A29. Rice, R.E., Hughes, D. & Love, G. (1989). Usage and outcomes of electronic messaging at an R&D organization: Situational constraints, job level, and media awareness. Office: Technology and People, 5(2), 141-161.

This paper is an individual-level analysis of the adoption and use of an electronic messaging system (EMS) by nearly 500 members of an R&D organization. It complements the network-level analysis reported by Eveland and Bikson in 1988 and the qualitative analysis reported by Markus in 1987. The present paper develops and tests hypotheses about relationships among job categories, perceived social presence of an electronic messaging system (a measure of media awareness), self-reported and computer-monitored use of the system, and outcomes such as changes in work effectiveness, communication flows, and use of extant media.
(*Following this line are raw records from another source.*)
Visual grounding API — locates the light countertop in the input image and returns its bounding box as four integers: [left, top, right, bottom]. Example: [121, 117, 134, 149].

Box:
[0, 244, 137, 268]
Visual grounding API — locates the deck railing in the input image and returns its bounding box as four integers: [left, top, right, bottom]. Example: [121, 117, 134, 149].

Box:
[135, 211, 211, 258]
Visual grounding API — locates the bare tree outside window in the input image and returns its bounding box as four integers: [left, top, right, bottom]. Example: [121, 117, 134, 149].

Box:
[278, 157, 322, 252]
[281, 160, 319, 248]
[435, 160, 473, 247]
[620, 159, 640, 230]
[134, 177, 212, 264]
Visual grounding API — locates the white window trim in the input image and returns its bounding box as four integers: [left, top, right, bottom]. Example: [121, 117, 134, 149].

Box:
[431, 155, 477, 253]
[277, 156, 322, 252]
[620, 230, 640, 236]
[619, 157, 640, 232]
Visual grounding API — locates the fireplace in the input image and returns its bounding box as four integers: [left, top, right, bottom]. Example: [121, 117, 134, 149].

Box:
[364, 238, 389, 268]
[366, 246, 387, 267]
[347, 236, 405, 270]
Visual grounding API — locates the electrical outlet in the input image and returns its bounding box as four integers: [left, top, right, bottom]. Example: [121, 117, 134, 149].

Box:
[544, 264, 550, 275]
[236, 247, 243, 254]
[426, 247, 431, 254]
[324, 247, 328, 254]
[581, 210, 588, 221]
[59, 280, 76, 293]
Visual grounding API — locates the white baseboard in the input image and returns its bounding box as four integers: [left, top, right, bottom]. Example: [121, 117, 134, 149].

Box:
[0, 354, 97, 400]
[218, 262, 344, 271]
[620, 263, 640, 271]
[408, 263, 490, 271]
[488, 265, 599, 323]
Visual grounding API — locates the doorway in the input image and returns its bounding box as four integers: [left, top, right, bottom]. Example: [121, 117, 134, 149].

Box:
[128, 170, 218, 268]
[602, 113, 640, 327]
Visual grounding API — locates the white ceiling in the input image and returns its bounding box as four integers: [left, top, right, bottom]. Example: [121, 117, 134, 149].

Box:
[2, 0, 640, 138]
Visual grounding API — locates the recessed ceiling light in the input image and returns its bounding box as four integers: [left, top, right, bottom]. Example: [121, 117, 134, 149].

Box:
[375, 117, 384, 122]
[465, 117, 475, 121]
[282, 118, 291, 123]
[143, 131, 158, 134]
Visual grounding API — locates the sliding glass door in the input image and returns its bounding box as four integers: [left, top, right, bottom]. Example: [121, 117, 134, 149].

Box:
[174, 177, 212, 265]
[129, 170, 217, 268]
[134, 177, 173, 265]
The primary conditions associated with non-adoption of electronic mail were physical proximity of a respondent's contacts and lack of accessibility to needed contacts through the system. Higher-level organizational members used the system more, and reported more improvements in outcomes, counter to predictions by information richness theory. Usage was weakly correlated with outcomes, but was generally more strongly correlated for those respondents who were more aware of the appropriateness of the EMS for a variety of communication activities. The paper ends by discussing the lessons learned about the adoption and outcomes of an EMS this one organization, based on three studies with very different methods and perspectives.